Monique endossait son imperméable, et sur le bonnet de cuir, qu’elle venait de décrocher de la patère, rabattait le capuchon. Julia, stupéfaite, observa :

— Ah ! bien, s’il fallait qu’on se quitte, chaque fois qu’on se dit ses raisons !… Mais les hommes, c’est comme ça. Faut qu’ils soient les maîtres… Ça se comprend, pisqu’ils sont les plus forts. Moi, tenez, le mien, il m’a fichu du vitriol. Ça n’a pas empêché que quand mon autre est mort, j’suis retournée à la maison. C’était mon mari, s’pas… Le vitriol, c’était son droit… Et puis on n’a pus d’enfants, ils sont morts. Alors on reste ensemble. Il m’bat bien, de temps en temps… Ben quoi ? Ça r’mue les idées, un moment… Et pis on s’dit : faudra bien claquer un jour !… Alors, tout ça, qu’est ce que ça fiche !… Restez, allez. C’thomme, il vous aime bien, tout de même… Il a du sang, c’est vrai !… Dame, aussi ! c’est un homme !
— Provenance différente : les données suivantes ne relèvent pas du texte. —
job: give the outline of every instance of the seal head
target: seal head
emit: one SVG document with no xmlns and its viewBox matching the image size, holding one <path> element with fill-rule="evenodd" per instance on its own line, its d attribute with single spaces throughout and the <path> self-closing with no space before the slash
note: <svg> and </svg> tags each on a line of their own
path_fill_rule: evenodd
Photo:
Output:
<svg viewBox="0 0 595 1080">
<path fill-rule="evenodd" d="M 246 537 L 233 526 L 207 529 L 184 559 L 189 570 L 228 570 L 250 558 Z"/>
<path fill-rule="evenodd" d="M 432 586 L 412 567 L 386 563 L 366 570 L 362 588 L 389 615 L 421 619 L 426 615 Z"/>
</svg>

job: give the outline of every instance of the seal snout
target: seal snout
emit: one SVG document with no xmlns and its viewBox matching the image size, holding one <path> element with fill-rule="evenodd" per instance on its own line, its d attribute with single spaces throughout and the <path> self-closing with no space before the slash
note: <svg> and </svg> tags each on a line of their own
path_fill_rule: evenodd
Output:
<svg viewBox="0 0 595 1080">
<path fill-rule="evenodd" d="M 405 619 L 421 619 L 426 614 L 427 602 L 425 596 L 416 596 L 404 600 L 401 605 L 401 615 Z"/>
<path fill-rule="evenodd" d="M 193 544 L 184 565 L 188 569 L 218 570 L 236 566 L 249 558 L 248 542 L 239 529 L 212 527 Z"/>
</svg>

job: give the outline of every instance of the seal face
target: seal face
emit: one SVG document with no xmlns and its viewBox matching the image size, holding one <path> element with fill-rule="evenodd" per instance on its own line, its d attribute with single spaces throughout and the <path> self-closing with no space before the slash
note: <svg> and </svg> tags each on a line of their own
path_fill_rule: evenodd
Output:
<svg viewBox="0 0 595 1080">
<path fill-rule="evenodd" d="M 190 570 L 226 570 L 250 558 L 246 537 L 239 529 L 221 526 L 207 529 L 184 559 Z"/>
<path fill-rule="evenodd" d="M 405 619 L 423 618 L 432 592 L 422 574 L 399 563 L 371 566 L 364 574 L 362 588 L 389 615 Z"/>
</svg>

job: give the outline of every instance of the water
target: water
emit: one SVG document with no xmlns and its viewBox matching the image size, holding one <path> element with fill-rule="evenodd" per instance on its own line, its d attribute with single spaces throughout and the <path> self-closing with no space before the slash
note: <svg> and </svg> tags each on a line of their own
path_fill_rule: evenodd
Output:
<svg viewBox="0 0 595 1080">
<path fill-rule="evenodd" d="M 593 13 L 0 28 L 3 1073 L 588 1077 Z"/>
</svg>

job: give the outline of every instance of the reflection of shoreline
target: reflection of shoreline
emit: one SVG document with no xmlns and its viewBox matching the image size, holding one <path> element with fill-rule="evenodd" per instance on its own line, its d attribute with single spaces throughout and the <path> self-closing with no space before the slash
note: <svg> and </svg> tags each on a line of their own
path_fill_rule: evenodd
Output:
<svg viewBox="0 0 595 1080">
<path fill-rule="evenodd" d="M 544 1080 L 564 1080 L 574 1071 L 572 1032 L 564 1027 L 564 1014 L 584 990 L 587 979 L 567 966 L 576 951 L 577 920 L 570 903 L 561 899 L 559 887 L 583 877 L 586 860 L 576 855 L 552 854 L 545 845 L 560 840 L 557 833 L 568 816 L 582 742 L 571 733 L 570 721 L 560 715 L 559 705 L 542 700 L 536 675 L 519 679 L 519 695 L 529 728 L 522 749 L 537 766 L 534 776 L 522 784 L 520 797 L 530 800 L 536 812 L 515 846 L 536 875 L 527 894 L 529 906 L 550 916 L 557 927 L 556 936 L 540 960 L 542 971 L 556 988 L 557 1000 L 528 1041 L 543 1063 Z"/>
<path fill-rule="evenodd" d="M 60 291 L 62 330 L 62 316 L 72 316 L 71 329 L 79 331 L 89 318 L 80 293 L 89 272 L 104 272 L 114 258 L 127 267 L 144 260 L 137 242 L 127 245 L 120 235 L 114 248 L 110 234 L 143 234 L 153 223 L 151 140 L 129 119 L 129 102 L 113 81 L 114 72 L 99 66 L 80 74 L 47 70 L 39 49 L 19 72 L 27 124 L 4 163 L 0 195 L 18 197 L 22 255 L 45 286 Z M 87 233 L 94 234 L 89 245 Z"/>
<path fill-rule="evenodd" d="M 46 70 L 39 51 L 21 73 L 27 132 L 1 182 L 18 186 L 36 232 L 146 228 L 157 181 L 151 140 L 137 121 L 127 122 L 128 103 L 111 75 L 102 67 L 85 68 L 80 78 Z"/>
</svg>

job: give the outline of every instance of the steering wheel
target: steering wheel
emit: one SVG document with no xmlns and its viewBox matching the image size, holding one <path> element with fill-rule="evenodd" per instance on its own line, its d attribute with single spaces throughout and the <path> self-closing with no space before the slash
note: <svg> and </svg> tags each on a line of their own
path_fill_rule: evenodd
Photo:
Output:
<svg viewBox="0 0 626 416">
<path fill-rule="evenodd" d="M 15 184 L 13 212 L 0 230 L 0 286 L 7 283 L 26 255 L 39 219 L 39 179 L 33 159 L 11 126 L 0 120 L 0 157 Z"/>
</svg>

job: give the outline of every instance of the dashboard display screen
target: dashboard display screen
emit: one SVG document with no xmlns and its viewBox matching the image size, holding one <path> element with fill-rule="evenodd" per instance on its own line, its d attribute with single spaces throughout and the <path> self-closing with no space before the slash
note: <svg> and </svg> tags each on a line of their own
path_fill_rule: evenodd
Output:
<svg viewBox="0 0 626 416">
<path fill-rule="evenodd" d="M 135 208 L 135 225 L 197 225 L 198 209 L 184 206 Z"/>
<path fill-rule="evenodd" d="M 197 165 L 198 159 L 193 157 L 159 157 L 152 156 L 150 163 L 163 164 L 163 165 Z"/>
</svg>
Monique frissonna, avec autant de mélancolie que de dégoût. Cette acceptation avachie, cette misérable accoutumance ! Julia lui parut incarner, soudain, ses milliers de sœurs populaires. Ah ! celle-là n’avait pas eu le loisir de s’attarder à la psychologie ! L’analyse ? bon pour celles qui n’ont rien à faire !… Elle lisait, au visage vultueux et taraudé, des siècles d’humble peine et d’écrasant servage. Quel abîme entre elles ! Se comblerait-il, un jour ?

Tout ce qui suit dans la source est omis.